TORONTO (RNS) Two self-described priests who use cannabis as a sacrament are challenging Canada’s drug laws after a police raid found marijuana and hashish at their church. The Rev. Brother Peter Styrsky and the Rev. Brother Shahrooz Kharaghani, who belong to the Assembly of the Church of the Universe, say the cannabis plant is sacred […]

TORONTO (RNS) Two self-described priests who use cannabis as a sacrament are challenging Canada’s drug laws after a police raid found marijuana and hashish at their church.

The Rev. Brother Peter Styrsky and the Rev. Brother Shahrooz Kharaghani, who belong to the Assembly of the Church of the Universe, say the cannabis plant is sacred to their religion.

In a court challenge that is expected to take about a month, the men argued before Ontario Superior Court Justice Thea Herman that they should be exempt from marijuana legislation because the laws violate their freedom of religion under Canada’s Charter of Rights and Freedoms.


The court is expected to hear from experts who will offer opinions on whether the COU is a legitimate religion.

Styrsky testified in court on April 7 that consuming the drug brought him closer to God.

“It’s the most spiritual thing that has ever happened to me,” said Styrsky, adding that the cannabis plant was the basis of his religion. “In a nutshell, that’s our cross. It’s a tree, tree of life, tree of knowledge.”

Styrsky and Kharaghani were charged with drug trafficking in 2006 after police raided their Toronto church, the G13 Beaches Mission of God, which claims 500 members. G13 is a particular strain of the cannabis plant.

On the G13 Web site, proponents of the Church of the Universe (COU) suggest they have only one rule: “do not hurt yourself and do not hurt others … That is the universal rule that all faiths are in tune with.”

Federal prosecutors, however, challenged the notion that the men belonged to any church.

“The COU is about using marijuana in whatever way the user chooses. This hardly conforms to the basic purpose of religious movements,” government lawyers said in documents filed with the court.

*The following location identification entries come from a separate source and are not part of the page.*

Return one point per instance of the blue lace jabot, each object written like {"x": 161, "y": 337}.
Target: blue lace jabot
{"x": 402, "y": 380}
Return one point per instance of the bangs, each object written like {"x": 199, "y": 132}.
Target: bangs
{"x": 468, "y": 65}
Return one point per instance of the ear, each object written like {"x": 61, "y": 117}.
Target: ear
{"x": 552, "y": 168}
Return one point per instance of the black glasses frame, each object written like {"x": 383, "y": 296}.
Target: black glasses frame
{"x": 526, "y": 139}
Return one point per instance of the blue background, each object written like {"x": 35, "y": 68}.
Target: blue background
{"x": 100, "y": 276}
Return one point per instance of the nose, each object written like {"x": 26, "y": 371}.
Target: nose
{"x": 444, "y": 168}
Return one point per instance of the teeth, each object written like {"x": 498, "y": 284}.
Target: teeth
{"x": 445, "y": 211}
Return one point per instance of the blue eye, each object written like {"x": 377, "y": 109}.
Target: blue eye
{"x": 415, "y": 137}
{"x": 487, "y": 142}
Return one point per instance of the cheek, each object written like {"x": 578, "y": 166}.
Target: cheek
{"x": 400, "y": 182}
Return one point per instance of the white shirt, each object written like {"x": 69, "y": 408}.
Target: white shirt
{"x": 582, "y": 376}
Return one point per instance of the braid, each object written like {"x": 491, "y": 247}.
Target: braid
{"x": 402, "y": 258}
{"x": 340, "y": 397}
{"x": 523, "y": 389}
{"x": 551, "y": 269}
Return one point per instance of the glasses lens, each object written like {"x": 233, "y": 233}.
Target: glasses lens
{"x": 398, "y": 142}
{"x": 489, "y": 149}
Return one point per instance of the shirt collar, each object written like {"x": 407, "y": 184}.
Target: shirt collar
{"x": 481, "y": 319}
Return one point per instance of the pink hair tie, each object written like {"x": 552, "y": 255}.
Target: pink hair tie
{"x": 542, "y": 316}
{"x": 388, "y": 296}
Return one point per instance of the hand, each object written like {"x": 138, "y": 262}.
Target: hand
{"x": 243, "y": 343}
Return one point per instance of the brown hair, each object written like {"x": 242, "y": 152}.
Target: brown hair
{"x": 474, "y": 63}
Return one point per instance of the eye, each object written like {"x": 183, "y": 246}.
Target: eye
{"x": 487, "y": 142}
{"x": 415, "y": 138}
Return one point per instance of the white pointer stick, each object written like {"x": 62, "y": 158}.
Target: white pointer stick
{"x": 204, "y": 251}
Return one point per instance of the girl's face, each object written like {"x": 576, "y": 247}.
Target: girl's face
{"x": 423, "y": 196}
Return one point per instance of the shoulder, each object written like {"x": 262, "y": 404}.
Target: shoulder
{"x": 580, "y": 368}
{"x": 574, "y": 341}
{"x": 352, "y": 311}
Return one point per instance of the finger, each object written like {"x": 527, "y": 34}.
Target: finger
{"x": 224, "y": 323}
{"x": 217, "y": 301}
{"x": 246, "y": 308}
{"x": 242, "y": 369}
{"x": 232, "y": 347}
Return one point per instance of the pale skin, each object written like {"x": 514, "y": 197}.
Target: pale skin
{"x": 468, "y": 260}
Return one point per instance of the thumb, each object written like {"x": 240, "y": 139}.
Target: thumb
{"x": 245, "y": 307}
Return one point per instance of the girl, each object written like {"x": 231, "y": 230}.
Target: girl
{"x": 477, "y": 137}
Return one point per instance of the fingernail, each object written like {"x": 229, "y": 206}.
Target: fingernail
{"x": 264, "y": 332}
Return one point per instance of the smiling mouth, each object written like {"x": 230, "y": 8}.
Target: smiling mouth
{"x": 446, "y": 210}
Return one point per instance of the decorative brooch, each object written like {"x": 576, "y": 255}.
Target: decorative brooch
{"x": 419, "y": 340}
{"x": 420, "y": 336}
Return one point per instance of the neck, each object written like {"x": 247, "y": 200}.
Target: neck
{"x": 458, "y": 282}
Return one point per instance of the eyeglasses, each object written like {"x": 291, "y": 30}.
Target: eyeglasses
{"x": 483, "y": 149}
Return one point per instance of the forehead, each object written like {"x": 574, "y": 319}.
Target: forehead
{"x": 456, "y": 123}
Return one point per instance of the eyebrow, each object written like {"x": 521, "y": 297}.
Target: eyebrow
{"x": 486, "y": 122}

“Simply put, the mere fact that one profoundly enjoys using marijuana does not beget a constitutional right to traffic it commercially.”

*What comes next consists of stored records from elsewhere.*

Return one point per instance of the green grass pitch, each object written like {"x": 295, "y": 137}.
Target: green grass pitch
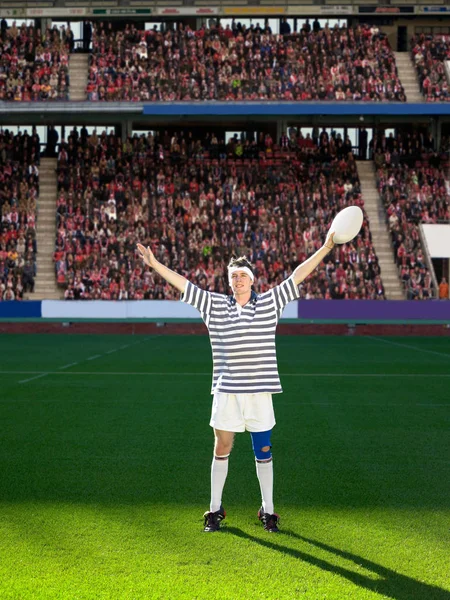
{"x": 105, "y": 453}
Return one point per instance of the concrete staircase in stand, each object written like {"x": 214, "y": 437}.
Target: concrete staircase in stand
{"x": 78, "y": 74}
{"x": 45, "y": 282}
{"x": 381, "y": 237}
{"x": 408, "y": 77}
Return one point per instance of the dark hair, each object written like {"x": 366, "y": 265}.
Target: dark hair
{"x": 240, "y": 262}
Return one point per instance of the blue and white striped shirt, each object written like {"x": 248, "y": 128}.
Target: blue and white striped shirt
{"x": 243, "y": 343}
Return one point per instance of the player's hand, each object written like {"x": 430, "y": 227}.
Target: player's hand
{"x": 146, "y": 254}
{"x": 329, "y": 243}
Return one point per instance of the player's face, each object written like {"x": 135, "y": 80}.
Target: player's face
{"x": 240, "y": 283}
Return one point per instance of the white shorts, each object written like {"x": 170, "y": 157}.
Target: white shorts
{"x": 240, "y": 412}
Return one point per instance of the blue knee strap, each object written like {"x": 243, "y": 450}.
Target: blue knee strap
{"x": 261, "y": 439}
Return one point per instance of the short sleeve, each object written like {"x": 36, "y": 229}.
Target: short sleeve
{"x": 284, "y": 293}
{"x": 198, "y": 298}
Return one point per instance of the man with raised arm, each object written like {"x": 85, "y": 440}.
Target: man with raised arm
{"x": 245, "y": 372}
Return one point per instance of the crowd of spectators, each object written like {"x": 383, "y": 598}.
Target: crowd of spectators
{"x": 19, "y": 190}
{"x": 197, "y": 202}
{"x": 429, "y": 53}
{"x": 34, "y": 64}
{"x": 414, "y": 190}
{"x": 239, "y": 63}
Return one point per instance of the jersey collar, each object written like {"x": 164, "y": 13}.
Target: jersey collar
{"x": 253, "y": 299}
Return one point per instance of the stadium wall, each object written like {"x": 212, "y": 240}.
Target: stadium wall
{"x": 311, "y": 317}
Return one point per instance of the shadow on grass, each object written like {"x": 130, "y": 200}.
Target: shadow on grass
{"x": 391, "y": 584}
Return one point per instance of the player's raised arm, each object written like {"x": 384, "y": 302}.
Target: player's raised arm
{"x": 170, "y": 276}
{"x": 308, "y": 266}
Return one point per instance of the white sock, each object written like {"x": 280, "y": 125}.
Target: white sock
{"x": 264, "y": 470}
{"x": 219, "y": 472}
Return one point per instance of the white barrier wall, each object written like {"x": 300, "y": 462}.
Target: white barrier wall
{"x": 438, "y": 239}
{"x": 131, "y": 309}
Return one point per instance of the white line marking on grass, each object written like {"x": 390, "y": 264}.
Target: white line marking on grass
{"x": 69, "y": 365}
{"x": 209, "y": 374}
{"x": 409, "y": 346}
{"x": 33, "y": 378}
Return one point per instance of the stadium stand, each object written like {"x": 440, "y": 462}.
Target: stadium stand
{"x": 19, "y": 190}
{"x": 34, "y": 66}
{"x": 429, "y": 53}
{"x": 242, "y": 64}
{"x": 197, "y": 202}
{"x": 414, "y": 189}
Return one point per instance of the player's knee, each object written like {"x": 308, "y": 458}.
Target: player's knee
{"x": 261, "y": 445}
{"x": 222, "y": 449}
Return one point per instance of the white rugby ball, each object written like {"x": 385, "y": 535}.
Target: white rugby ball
{"x": 347, "y": 224}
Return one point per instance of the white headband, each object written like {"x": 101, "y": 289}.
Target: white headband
{"x": 232, "y": 270}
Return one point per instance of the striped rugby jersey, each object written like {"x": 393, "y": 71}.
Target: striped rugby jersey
{"x": 243, "y": 345}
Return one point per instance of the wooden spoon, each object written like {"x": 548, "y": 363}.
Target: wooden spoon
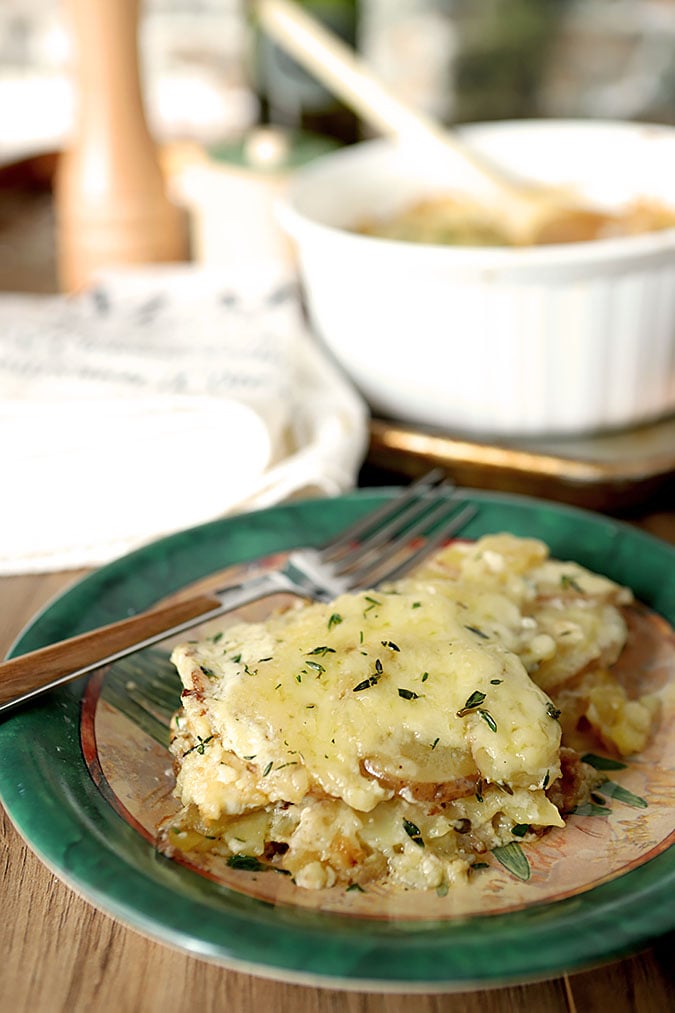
{"x": 522, "y": 208}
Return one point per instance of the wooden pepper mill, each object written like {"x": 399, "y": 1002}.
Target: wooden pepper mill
{"x": 110, "y": 201}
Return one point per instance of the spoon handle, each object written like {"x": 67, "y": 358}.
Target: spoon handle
{"x": 340, "y": 69}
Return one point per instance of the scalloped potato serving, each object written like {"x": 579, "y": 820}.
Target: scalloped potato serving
{"x": 395, "y": 735}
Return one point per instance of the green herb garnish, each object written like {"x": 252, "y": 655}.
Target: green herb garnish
{"x": 199, "y": 747}
{"x": 512, "y": 857}
{"x": 570, "y": 582}
{"x": 477, "y": 631}
{"x": 414, "y": 833}
{"x": 488, "y": 718}
{"x": 475, "y": 699}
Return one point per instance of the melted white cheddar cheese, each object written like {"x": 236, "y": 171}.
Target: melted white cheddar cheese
{"x": 393, "y": 733}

Last April, the Supreme Court of Canada declined to hear the appeal of two COU priests from Hamilton, Ontario, who were convicted in late 2007 of trafficking marijuana; they sold $70 worth of pot to a plainclothes police officer.

The judge in the 2007 case dismissed the priests’ religious argument, calling their operation “a marijuana convenience store that operates for profit like a prohibition-era speakeasy, but disguised as a church.”